Re: [Pixman] Image resampling [PATCH 0/6]

2012-11-27 Thread Søren Sandmann
Søren Sandmann sandm...@cs.au.dk writes:

 There is some additional work that could be done:

 - Performance improvements. Low-hanging fruit includes adding new fast
   path iterators that assume the source is a8r8g8b8 or r5g6b5.

I went ahead and wrote some affine fast paths. There is still room for
improvement though.


Søren



___
Pixman mailing list
Pixman@lists.freedesktop.org
http://lists.freedesktop.org/mailman/listinfo/pixman


Re: [Pixman] Image resampling [PATCH 0/6]

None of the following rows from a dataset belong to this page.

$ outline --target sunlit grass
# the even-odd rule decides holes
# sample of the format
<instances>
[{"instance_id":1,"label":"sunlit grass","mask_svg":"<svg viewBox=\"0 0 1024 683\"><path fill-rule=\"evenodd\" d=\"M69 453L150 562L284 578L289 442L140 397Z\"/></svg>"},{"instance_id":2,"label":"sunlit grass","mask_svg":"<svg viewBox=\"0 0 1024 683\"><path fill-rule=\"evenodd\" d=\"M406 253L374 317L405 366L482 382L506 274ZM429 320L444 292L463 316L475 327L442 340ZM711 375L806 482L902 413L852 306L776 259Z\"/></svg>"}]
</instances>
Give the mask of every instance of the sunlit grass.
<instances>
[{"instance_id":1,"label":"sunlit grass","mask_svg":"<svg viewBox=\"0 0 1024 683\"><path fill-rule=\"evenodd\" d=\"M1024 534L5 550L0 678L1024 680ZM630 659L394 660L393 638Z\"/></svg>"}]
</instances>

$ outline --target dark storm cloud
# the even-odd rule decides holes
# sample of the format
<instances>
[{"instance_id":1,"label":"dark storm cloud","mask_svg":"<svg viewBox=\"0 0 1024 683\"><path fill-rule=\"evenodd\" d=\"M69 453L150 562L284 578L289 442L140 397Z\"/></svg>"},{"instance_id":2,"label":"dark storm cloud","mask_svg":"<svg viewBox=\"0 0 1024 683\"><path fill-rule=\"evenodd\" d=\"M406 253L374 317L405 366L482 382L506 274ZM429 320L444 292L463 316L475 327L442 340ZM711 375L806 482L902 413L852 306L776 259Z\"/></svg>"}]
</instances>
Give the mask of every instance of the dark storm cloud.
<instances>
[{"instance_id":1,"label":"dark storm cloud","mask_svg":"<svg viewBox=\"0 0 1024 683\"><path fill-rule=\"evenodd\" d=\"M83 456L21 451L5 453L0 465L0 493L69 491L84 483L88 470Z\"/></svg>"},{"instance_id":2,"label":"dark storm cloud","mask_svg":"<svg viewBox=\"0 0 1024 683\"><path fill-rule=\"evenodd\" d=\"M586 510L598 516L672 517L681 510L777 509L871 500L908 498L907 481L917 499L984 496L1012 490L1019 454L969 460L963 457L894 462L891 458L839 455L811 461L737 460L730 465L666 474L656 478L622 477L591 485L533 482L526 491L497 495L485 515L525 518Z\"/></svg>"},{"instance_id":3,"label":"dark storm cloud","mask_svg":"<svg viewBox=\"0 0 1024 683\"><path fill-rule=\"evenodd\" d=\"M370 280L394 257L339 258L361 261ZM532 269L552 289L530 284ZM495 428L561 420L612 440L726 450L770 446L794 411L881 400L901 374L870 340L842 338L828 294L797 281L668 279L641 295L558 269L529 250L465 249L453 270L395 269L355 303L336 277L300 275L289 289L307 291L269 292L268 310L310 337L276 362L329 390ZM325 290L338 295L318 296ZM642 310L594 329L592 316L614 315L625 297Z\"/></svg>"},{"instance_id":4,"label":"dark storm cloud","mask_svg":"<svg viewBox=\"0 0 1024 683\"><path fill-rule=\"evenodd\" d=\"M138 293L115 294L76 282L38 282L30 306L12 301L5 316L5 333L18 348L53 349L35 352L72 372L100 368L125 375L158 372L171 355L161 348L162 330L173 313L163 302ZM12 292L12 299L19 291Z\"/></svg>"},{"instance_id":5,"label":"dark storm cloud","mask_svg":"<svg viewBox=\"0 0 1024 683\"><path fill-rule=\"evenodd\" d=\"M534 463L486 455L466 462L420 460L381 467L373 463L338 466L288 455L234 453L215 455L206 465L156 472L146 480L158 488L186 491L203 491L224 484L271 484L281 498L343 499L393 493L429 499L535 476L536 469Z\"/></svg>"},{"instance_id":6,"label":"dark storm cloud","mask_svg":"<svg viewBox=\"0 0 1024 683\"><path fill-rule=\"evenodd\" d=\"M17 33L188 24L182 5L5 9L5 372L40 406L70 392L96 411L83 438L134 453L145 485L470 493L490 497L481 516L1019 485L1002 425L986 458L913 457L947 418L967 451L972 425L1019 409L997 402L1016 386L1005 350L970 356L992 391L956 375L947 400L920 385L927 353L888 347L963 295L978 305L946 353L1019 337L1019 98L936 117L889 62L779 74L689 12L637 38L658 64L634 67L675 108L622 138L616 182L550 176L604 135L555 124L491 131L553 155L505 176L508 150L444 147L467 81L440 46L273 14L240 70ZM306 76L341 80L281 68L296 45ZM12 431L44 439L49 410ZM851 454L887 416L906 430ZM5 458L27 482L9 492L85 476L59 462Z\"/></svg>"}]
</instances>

2012-11-27 Thread Siarhei Siamashka
On Sat, 24 Nov 2012 04:57:22 +0100
sandm...@cs.au.dk (Søren Sandmann) wrote:

 Hi,
 
 Reviewing the supersampling patch here:
 
http://cgit.freedesktop.org/~ajohnson/pixman/log/?h=supersampling
 
 I wasn't happy with either the performance and image quality, and I
 realized that the whole supersampling approach just isn't going to
 fly. Since I told people to do it that way, I apologize for that. The
 approach advocated by Bill Spitzak in the various downsampling threads
 of computing a convolution kernel up front, is the much better way to
 go. To make up for being misleading, the following patches implement
 comprehensive support for high-quality image scaling filters.
 
 Pixman already has a convolution filter, but since it only allows one
 sample per pixel of the filter, it is limited in the quality that it can
 support, so the following patches (to be applied on top of the three
 rounding patches) add a new filter type
 
 PIXMAN_FILTER_SEPARABLE_CONVOLUTION
 
 that supports multiple different convolution matrices that are chosen
 between based on the subpixel source location. The matrices are
 specified as tensor products of x/y vectors, which makes them
 separable by definition.

I like this approach. This is a clean design, which look simple enough
to optimize for better performance with SIMD.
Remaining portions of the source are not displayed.